If Diamond is forced to file for Chapter 11, the judge could decide to reduce the rights fees owed to the pro sports organizations moving forward—an outcome those organizations desperately want to avoid. Reorg Research, a media outlet focused on the distressed debt, high-yield and leveraged-finance markets cited in the initial report, believes filing for Chapter 11 would be a costly outcome for the leagues and their teams—more for some teams than others.
“Local [MLB] TV deals average between 22%-24% of total club revenues,” said Lou DePaoli (managing director executive search and team consulting, General Sports Worldwide). “So, if the Bally/Diamond teams had their fees cut in half, you would be looking at a large decrease, but not crippling in and of itself.”
While in theory teams would have the ability to reject a reduction, there is no real viable, at-scale alternative for them at this point. Direct-to-consumer will not fully offset the revenues that would be lost if they were to walk away.
That does not mean the threat is hollow. Diamond Sports’ debt is trading at $0.22 on the dollar (after trading at around $0.50 on the dollar earlier this summer), meaning investors are expecting the company to default—even with the company completing a carriage deal with Charter and rolling out a DTC solution.

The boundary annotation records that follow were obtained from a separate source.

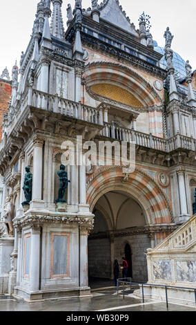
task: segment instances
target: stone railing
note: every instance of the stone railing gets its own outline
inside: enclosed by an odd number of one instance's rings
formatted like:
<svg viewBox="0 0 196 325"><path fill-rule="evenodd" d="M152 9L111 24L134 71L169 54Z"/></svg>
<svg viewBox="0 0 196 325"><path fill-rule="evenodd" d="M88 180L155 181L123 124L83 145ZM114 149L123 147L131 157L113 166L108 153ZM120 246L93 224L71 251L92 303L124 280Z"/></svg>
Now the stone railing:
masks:
<svg viewBox="0 0 196 325"><path fill-rule="evenodd" d="M38 109L103 125L103 109L92 108L81 103L73 102L36 90L32 91L31 106Z"/></svg>
<svg viewBox="0 0 196 325"><path fill-rule="evenodd" d="M51 95L33 89L32 87L26 90L18 102L8 127L8 133L14 128L20 115L28 106L103 125L101 134L107 138L122 141L133 141L136 145L164 152L170 152L178 148L196 150L196 139L193 137L188 138L178 133L170 139L163 139L150 133L146 134L135 131L133 129L121 127L114 123L104 122L104 109L101 106L93 108L80 102L62 98L57 95ZM2 143L0 145L2 146Z"/></svg>

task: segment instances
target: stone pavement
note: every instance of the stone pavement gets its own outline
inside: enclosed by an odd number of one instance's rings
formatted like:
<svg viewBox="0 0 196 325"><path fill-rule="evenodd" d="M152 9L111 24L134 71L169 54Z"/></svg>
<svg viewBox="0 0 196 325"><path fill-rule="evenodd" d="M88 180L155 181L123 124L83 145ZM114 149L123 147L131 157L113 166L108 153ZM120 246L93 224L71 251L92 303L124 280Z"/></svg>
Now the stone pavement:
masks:
<svg viewBox="0 0 196 325"><path fill-rule="evenodd" d="M167 311L166 303L117 295L111 281L91 286L92 297L52 299L28 303L12 296L0 295L0 311ZM128 292L129 293L129 292ZM169 311L195 311L196 308L169 304Z"/></svg>

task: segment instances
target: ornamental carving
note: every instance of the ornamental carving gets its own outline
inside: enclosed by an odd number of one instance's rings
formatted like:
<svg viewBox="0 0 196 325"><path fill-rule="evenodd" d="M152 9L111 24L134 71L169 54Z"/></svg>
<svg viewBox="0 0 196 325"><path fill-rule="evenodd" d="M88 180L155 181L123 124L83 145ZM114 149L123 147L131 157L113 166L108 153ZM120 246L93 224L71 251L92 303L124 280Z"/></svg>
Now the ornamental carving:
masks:
<svg viewBox="0 0 196 325"><path fill-rule="evenodd" d="M169 185L170 179L168 176L164 173L161 172L158 174L158 182L161 186L167 187Z"/></svg>
<svg viewBox="0 0 196 325"><path fill-rule="evenodd" d="M161 91L164 88L163 84L159 80L155 80L154 82L154 86L155 86L155 88L159 91Z"/></svg>

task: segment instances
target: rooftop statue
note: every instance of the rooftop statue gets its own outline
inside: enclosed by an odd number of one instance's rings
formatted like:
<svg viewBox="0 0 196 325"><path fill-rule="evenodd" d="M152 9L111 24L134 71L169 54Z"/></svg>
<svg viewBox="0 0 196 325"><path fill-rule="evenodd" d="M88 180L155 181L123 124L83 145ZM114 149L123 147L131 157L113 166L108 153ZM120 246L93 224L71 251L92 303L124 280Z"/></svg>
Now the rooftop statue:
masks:
<svg viewBox="0 0 196 325"><path fill-rule="evenodd" d="M81 0L75 0L75 8L81 8Z"/></svg>
<svg viewBox="0 0 196 325"><path fill-rule="evenodd" d="M66 203L66 201L63 198L68 183L70 183L68 179L68 174L66 171L66 167L63 165L60 165L60 170L57 171L57 175L59 177L59 189L58 193L58 198L56 200L56 203L61 202L62 203Z"/></svg>
<svg viewBox="0 0 196 325"><path fill-rule="evenodd" d="M20 66L22 66L22 64L23 64L23 59L24 59L24 57L25 57L25 54L24 54L23 51L22 51L21 55Z"/></svg>
<svg viewBox="0 0 196 325"><path fill-rule="evenodd" d="M68 8L67 8L67 18L68 20L72 20L73 19L73 15L72 15L72 10L71 5L68 3Z"/></svg>
<svg viewBox="0 0 196 325"><path fill-rule="evenodd" d="M164 33L164 37L166 39L166 47L171 47L172 41L173 39L173 36L172 35L169 27L167 27L166 30Z"/></svg>
<svg viewBox="0 0 196 325"><path fill-rule="evenodd" d="M32 174L30 171L30 167L26 167L26 174L25 174L24 185L23 189L26 198L26 201L22 203L22 205L28 205L32 200Z"/></svg>
<svg viewBox="0 0 196 325"><path fill-rule="evenodd" d="M187 80L192 80L192 66L190 66L189 64L189 61L187 60L186 62L186 79Z"/></svg>
<svg viewBox="0 0 196 325"><path fill-rule="evenodd" d="M9 75L9 71L7 68L7 66L4 68L4 70L2 72L2 75L1 75L1 79L7 78L8 80L10 80L10 75Z"/></svg>

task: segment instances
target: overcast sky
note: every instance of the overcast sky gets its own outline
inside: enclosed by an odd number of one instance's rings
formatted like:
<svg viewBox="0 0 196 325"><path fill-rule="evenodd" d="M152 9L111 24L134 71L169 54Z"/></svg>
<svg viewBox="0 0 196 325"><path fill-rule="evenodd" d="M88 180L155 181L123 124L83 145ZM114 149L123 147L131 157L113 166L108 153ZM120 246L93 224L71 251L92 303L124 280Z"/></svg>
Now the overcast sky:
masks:
<svg viewBox="0 0 196 325"><path fill-rule="evenodd" d="M0 74L8 66L10 75L16 59L25 51L30 40L38 0L3 0L0 10ZM115 0L113 0L115 1ZM169 26L175 37L173 49L196 68L196 1L195 0L119 0L123 9L138 28L138 18L143 12L151 17L151 32L161 46L164 32ZM66 7L73 8L75 0L63 0L62 12L66 26ZM101 1L99 1L99 3ZM91 6L90 0L83 0L83 7Z"/></svg>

In fact, at least some debt holders believe the company will be unable to service its covenants beyond Q1 of 2023. It is worth noting that although Sinclair controls Diamond Sports Group, it is not on the hook for any of the debt.
While the debt holders referenced may end up being early with their modeling, it seems clear Sinclair is running out of time to recapitalize Diamond Sports and sort out its debt issues. If Diamond defaults on the debt, it will end up in Chapter 11.
Sinclair should find investors interested in assuming and rightsizing the debt. Liberty Media, which has previously expressed interest in the RSNs, was mentioned by the former media execs. As one of the former executives put it: “This is exactly what [Liberty] did to get a hold of SiriusXM years ago. They bought up all the bonds and all the debt for cents on the dollar, and now they have a pretty good asset.”
Apollo Global Management, Tom Gores’ Platinum Equity and Amazon were also mentioned. The latter already owns a piece of YES Network.
Sinclair does not need the leagues’ cooperation to restructure its investment, but any rational investor will want the leagues to be on board with the plan. If the leagues are stakeholders in a new or revamped RSN conglomerate business, the clubs will likely be more inclined to grant it long-term digital rights.
Controlling the teams’ digital rights would give the entity—and its new investors—downside protection. Even in a world where linear TV is eventually eliminated, the teams and games could still be monetized, albeit likely for less, on a direct-to-consumer basis.
Do not expect the leagues to pursue a controlling interest in the cable networks this time around. Even if owners across the NBA, NHL and MLB were able to collectively agree on rights valuations, ownership percentages and revenue splits, and were willing to come out of pocket with the money needed, they know DTC cannot replace the established system with distributors.
The next couple of years are expected to be rocky, distribution-wise, for RSN businesses. However, once digital re-bundling begins to take shape and RSNs can begin to stabilize their subscriber growth, the conglomerate could likely be sold at a profit—maybe to the leagues.